General McChrystal’s Criticism of the Obama Administration Results in a Change in Personnel

President Obama announced June 23 that he will accept General Stanley McChrystal’s resignation and is replacing him with General David Petraeus. 

 McChrystal’s “poor judgement” resulted in significant  repercussions, but relieving a general of his duties during war is not without precedent because President Truman fired General MacArthur at the height of the Korean War. The general continued to support expanding the war while the president was working towards peace negotiations with North Korea and China.  Truman was clear about his reason for firing MacArthur when he said, “I fired him because he wouldn’t respect the authority of the president.”

Obama said, “This is a change in personnel but it is not a change in policy.”  He continued, “I believe that it is the right decision for our national security. The conduct represented in the recently published article does not meet the standard that should be set by a commanding general.”

Obama acknowledged that it is hard to lose the general, but the “war is bigger than any one man or woman” and that while he welcomes debate among his team, he won’t tolerate division.

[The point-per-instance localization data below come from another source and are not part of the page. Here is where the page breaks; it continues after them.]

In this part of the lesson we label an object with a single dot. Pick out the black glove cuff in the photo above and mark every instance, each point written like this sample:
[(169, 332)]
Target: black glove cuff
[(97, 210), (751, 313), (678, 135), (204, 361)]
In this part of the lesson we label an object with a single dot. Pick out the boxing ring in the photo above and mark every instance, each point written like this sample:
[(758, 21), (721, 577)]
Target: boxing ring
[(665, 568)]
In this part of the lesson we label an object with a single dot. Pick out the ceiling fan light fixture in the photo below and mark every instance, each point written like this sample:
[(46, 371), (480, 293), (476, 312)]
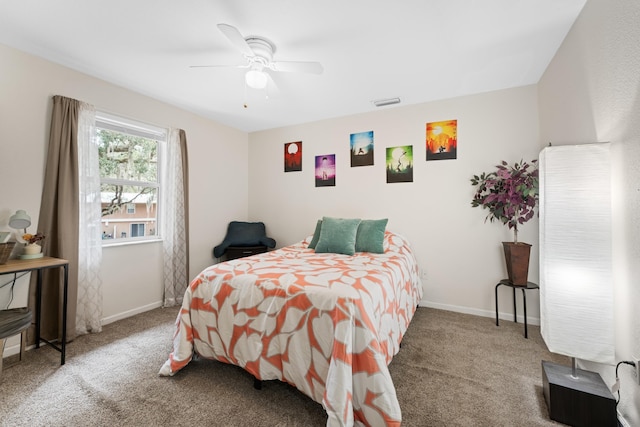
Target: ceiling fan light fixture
[(256, 79)]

The relationship between McChrystal has been a rocky one with a great deal of public attention.  Obama put him in charge of the war in Afghanistan and then last fall, Obama was very angry with McChrystal’s call for more troops in a report that was leaked to the press.  According to a June 22 article on FoxNews.com, “Obama agreed to dispatch an additional 30,000 U.S. troops to Afghanistan only after months of study that many in the military found frustrating. The White House’s troop commitment was coupled with a pledge to begin bringing troops home in July 2011, in what counterinsurgency strategists advising McChrystal regarded as an arbitrary deadline.”

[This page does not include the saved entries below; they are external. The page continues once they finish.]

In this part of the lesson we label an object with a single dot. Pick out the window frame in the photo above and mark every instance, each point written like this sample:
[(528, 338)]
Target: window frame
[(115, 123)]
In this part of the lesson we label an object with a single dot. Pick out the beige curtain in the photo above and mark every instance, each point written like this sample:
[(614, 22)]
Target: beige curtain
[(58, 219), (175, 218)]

With that deadline a little over a year away, it seems unlikely we’ll be able to meet it given that the Afghanistan government is far from stable. Afghan President Hamid Karzai continues make controversial and troublesome comments.  A June 7 New York times article, “Karzai’s Isolation Worries Afghans and the West” asserts that Karzai is insecure and acts erratically.  It says that this insecurity “has left Mr. Karzai alternately lashing out in anger and searching for new allies, turning to Iran and elements within the Taliban. Both are antagonistic to American interests.”

The Rolling Stone article reports, “In June, the death toll for U.S. troops passed 1,000, and the number of IEDs has doubled. Spending hundreds of billions of dollars on the fifth-poorest country on earth has failed to win over the civilian population, whose attitude toward U.S. troops ranges from intensely wary to openly hostile. The biggest military operation of the year – a ferocious offensive that began in February to retake the southern town of Marja – continues to drag on, prompting McChrystal himself to refer to it as a bleeding ulcer.”

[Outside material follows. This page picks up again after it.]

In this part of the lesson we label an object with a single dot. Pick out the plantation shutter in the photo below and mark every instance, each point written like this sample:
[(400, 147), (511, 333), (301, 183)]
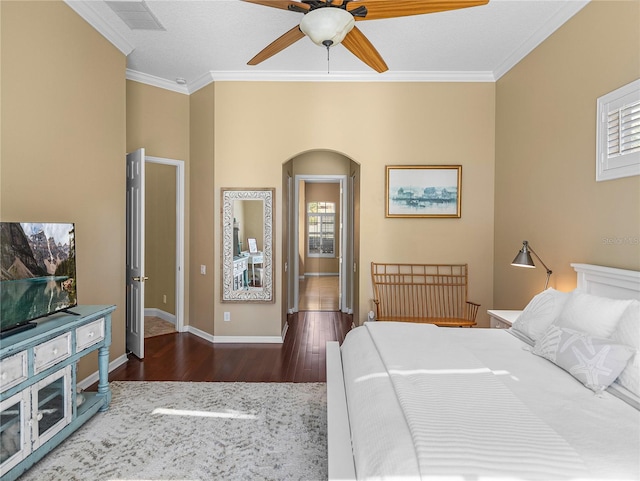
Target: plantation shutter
[(623, 130), (618, 141)]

This month Afghanistan officially outpaced Vietnam as the longest war in American history.  Like Vietnam, the constant onslaught of bad news over time has many Americans losing faith in our ability to win this war.

Critical thinkers must ask, can we win this war without our own military leaders’ support of their Commander in Chief and President of the United States?

McChrystal and his team criticized Obama administration officials and Obama personally in an upcoming article for Rolling Stone magazine called, “The Runaway General.” This upcoming article, which appears in the July 8-22 edition, has already launched debate over President Obama’s command of the war in Afghanistan. 

President Obama is the Commander in Chief and we are at war.  In fact, violence continues to increase as counterinsurgency efforts appear to be stalled. Is this the time for criticism or the time for support?  Why would McChrystal consent to an interview with Rolling Stone and how does he have time to critique the administration especially when two of the United State’s biggest allies, the Dutch and the Canadian’s, have recently announced plans to pull their combat troops out of Afghanistan?

McChrystal’s remarks are also confusing because they consist more of personal attacks rather than ones on strategy.  Some argue that his remarks indicate the frustrations of a general who knows he can’t win this war. Did he then make these comments with the hopes of getting a way out?

If Obama can’t rely upon our allies and military leaders for their support, what is left?  Will the change in personnel help Obama maintain control? 

McChrystal issued a statement in Kabul on Tuesday that said, “I extend my sincerest apology for this profile. It was a mistake reflecting poor judgment and should never have happened.” He continued, “I have enormous respect and admiration for President Obama and his national security team, and for the civilian leaders and troops fighting this war and I remain committed to ensuring its successful outcome.” 

It’s interesting that he hasn’t retracted what he said, however.